Discriminative versus generative models

However, these latter examples of AI differ in an important way from the model that generated Théâtre D’opéra Spatial. In all of these other applications, the model is presented with a set of inputs—data such as English text, or X-ray images—that is paired with a target output, such as the next word in a translated sentence or the diagnostic classification of an X-ray. Indeed, this is probably the kind of AI model you are most familiar with from prior experiences in predictive modeling; they are broadly known as discriminative models, whose purpose is to create a mapping between a set of input variables and a target output. The target output could be a set of discrete classes (such as which word in the English language appears next in a translation), or a continuous outcome (such as the expected amount of money a customer will spend in an online store over the next 12 months).

However, this kind of model, in which data is “labeled” or “scored,” represents only half of the capabilities of modern machine learning. Another class of algorithms, such as the one that generated the winning entry in the Colorado State Art Fair, doesn’t compute a score or label from input variables but rather generates new data. Unlike discriminative models, the input variables are often vectors of numbers that aren’t related to real-world values at all and are often even randomly generated. This kind of model, known as a generative model, which can produce complex outputs such as text, music, or images from random noise, is the topic of this book.

Even if you did not know it at the time, you have probably seen other instances of generative models mentioned in the news alongside the discriminative examples given previously.
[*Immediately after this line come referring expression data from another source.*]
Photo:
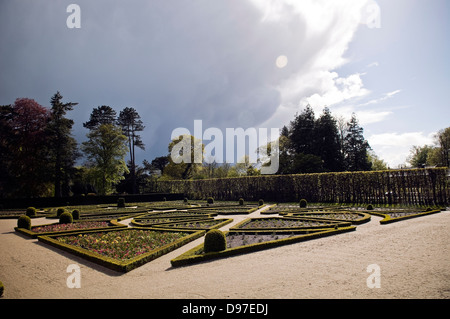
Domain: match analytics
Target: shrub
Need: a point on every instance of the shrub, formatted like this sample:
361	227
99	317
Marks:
303	203
76	214
66	218
60	211
31	212
121	202
24	222
215	241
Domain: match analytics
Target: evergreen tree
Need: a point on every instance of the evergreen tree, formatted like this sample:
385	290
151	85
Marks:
356	147
130	122
63	147
105	149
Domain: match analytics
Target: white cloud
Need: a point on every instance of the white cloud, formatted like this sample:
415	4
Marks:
394	147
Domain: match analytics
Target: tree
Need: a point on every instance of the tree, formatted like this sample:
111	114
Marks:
130	122
24	160
302	135
63	147
101	115
356	147
419	156
443	141
105	149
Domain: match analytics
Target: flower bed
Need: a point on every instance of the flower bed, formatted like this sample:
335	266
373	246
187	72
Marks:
122	249
353	217
57	228
197	254
204	224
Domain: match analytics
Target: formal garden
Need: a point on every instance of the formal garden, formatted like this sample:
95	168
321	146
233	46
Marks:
127	235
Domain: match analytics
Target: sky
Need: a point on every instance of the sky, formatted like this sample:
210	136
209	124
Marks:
236	63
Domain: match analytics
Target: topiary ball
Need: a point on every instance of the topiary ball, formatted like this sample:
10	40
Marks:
31	212
66	218
121	202
76	214
24	222
303	203
215	241
60	211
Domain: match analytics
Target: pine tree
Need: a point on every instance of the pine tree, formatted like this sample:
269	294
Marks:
356	147
130	122
101	115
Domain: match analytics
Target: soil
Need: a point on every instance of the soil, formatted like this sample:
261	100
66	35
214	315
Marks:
413	257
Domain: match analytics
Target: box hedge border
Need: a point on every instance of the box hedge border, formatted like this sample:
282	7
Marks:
365	217
388	219
114	264
191	256
173	221
114	225
331	224
225	221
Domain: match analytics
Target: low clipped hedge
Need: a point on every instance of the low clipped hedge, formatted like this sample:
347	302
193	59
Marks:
196	254
118	265
32	234
389	219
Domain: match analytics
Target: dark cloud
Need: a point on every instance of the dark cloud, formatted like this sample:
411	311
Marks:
174	61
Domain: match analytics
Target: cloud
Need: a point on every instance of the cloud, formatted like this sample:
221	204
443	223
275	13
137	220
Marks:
179	61
394	147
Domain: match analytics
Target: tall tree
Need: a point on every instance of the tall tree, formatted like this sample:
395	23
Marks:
328	142
101	115
130	122
302	134
105	149
356	147
63	147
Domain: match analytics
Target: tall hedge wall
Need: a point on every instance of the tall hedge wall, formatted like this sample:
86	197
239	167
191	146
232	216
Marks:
405	186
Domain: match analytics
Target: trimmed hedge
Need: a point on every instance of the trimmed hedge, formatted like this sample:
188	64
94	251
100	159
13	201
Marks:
32	234
197	255
427	186
389	219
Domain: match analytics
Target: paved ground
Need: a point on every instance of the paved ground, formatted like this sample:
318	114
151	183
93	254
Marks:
412	257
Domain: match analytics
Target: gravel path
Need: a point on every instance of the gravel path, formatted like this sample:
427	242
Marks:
412	255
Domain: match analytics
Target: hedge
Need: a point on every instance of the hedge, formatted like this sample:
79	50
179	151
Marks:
389	219
114	264
115	226
194	255
427	186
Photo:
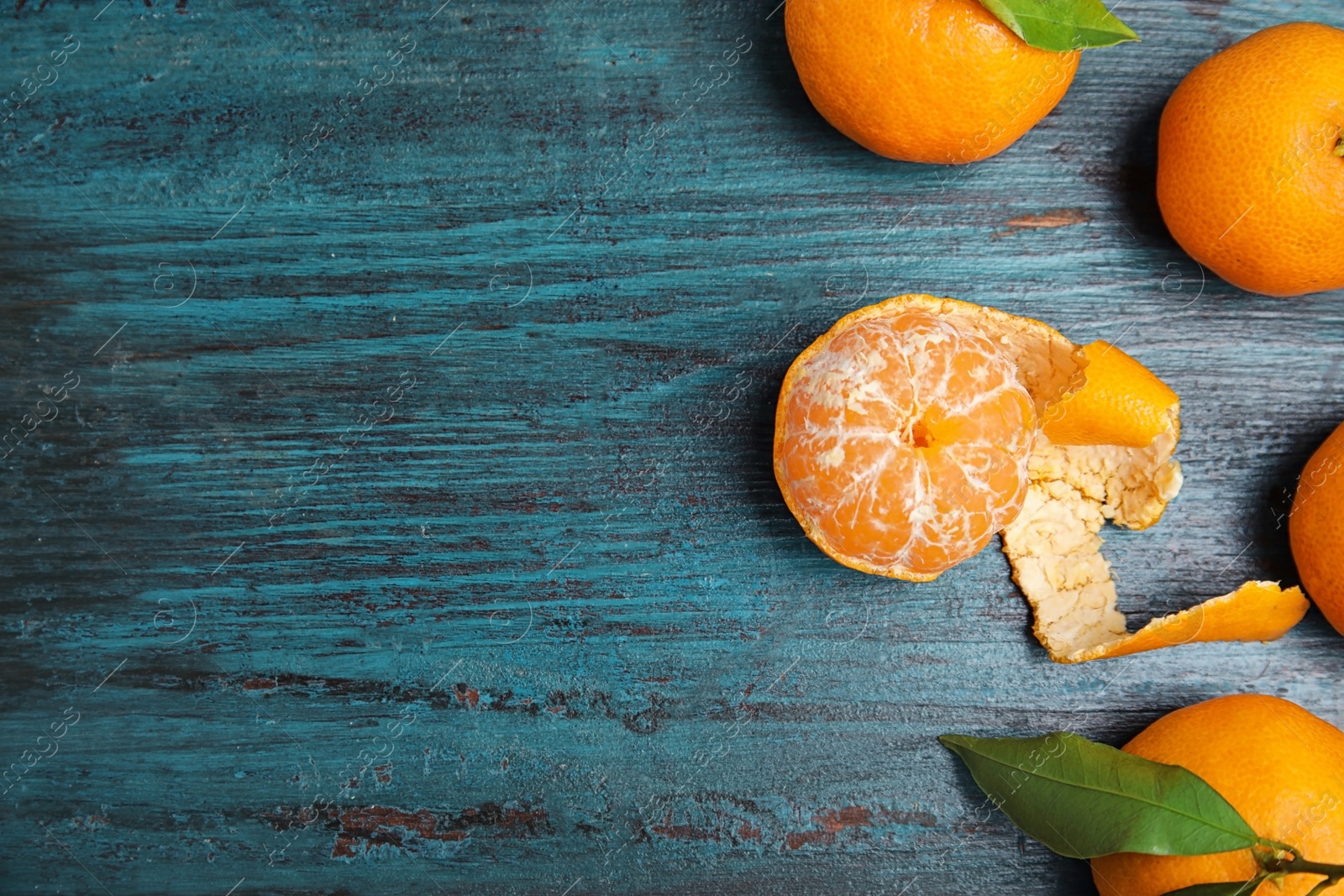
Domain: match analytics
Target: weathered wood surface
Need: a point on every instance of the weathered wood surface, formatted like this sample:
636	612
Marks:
558	584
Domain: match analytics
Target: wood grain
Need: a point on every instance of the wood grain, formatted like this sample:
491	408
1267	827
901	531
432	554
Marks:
542	624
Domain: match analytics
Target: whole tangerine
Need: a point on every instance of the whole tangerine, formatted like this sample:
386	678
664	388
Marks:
1316	528
932	81
1280	766
1250	179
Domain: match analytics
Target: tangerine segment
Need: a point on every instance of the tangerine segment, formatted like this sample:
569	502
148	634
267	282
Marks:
902	443
1121	403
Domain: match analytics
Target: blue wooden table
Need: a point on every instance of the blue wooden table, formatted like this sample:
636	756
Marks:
398	513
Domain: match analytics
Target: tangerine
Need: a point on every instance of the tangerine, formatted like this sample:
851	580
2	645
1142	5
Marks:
1250	179
1280	766
932	81
902	443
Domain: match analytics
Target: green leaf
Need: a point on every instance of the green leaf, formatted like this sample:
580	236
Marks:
1243	888
1085	799
1061	24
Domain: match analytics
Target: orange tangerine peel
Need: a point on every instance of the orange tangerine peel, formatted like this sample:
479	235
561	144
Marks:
916	429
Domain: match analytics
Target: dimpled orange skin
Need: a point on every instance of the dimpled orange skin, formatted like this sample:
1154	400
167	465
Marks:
1247	179
902	443
1316	528
932	81
1280	766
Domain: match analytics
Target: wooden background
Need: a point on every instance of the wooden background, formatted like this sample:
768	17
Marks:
410	527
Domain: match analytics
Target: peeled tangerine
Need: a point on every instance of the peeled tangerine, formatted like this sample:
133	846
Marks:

A prominent example is deepfakes—videos in which one person’s face has been systematically replaced with another’s by using a neural network to remap the pixels8 (Figure 1.2).

Figure 1.2: A deepfake image9

Maybe you have also seen stories about AI models that generate “fake news,” which scientists at the firm OpenAI were initially terrified to release to the public due to concerns it could be used to create propaganda and misinformation online (Figure 1.3)11.

Figure 1.3: A chatbot dialogue created using GPT-210

In these and other applications—such as Google’s voice assistant Duplex, which can make a restaurant reservation by dynamically creating conservation with a human in real time12, or even software that can generate original musical compositions13—we are surrounded by the outputs of generative AI algorithms. These models are able to handle complex information in a variety of domains: creating photorealistic images or stylistic “filters” on pictures, synthetic sound, conversational text, and even rules for optimally playing video games. You might ask: Where did these models come from? How can I implement them myself?